We have a pop-up tent that goes in the back garden and they both like hiding in there.

Last year we did:

- Making books: They told me their ideas for stories about their favourite TV characters, I wrote them down and they drew pictures for it.

- Simple craft kits: I think they painted fridge magnets, made pictures with little stampers, got glitter everywhere etc.

- Looking up things on the internet: If you have a child who loves patterns and moving images then have a look at some of the fractals sites. Both boys also had their own particular interests/obsessions that they wanted to look at.

- Blowing bubbles: Keeps them busy but can also be used for practising turn-taking.

- Making chocolate rice crispie cakes: Very quick and easy and hardly any washing-up afterwards.

- Museum: Ours has lots of activities for children during the holidays. Apart from the exhibitions themselves they usually have craft activities organised as well. You can leave whenever you like so there isn't the same pressure to stay that you get with usual craft groups.

- Park: Not many children seem to be around first thing in the morning so I aim to go then if possible. Cloudy days are also great because lots of parents only want to go out when the weather is good. Rainy days are even better if you have a child who isn't bothered about getting a bit wet.

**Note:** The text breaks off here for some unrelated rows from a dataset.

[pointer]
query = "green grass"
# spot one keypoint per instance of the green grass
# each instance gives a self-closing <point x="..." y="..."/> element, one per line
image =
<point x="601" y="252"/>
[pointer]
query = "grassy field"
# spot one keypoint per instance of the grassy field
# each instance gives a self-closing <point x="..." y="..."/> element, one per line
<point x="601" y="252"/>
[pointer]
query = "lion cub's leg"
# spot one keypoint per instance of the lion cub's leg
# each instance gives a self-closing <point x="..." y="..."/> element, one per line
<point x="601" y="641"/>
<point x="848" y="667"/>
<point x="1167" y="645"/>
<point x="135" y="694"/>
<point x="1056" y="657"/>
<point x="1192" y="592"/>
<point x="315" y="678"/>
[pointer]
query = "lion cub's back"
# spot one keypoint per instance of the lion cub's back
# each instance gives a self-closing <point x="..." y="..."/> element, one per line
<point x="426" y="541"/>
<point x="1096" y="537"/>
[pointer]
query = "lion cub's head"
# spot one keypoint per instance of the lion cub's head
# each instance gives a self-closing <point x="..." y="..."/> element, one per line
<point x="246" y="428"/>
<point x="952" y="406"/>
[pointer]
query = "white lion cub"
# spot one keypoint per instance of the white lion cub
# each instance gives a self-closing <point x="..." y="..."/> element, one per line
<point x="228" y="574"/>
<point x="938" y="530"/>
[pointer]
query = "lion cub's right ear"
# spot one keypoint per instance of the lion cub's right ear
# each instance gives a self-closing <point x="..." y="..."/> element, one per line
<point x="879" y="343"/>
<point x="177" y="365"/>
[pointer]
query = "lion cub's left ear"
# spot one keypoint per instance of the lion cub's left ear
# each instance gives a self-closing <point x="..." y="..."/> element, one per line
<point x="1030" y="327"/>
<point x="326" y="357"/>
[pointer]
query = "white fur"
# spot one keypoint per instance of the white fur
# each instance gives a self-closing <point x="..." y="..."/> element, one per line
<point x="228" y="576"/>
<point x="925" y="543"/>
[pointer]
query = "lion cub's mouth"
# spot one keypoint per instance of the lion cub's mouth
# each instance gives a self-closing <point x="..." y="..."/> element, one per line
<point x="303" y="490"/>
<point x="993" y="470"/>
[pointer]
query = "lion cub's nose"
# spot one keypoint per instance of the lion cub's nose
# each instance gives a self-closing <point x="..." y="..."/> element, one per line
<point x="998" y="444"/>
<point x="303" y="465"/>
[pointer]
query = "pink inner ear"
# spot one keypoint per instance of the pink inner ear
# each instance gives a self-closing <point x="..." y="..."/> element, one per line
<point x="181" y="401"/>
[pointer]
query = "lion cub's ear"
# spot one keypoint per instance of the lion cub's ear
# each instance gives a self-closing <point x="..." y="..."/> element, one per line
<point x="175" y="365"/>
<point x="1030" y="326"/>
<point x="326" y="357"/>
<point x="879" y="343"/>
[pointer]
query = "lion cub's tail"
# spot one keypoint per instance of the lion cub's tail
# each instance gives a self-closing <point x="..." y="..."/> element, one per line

Seuss Fri 18-Jul-08 14:00:35

yep - we go to the park really early too and when the weathers rubbish. Then if we want to go to Soft-Play we pick a nice hot sunny day when everyone else is off to the park.

Buckets Fri 18-Jul-08 16:14:48

I've heard trampolines recommended as it can really help de-stress them and bounce off excess energy. I just know I wouldn't be able to keep a garden one in good condition though, I'm such a lazy slut!blush As is DH, we are bad influences on each other LOL.

Seuss Fri 18-Jul-08 16:21:12

We got ours last summer and I think it only had the cover on for about a week when it was really raining and so far it is unscathed - they are quite hardy! I've even heard them recommended in regards to sorting a limited diet - apparently a good bounce before a meal helps them focus on the food and 'grounds' them long enough to try things/focus on the meal. (Or something like that - made far more sense when the teacher explained it!)

Sorry went off subject but can't recommend trampolines enough!

FioFio Fri 18-Jul-08 20:09:52

Message withdrawn

Seuss Fri 18-Jul-08 21:31:37

Must admit I was very relieved that they all really liked the trampoline cos it could have been a very big, very expensive mistake if they hadn't!

LOL - 'wet your pants bit' - I did fear for my pelvic floor the first few times!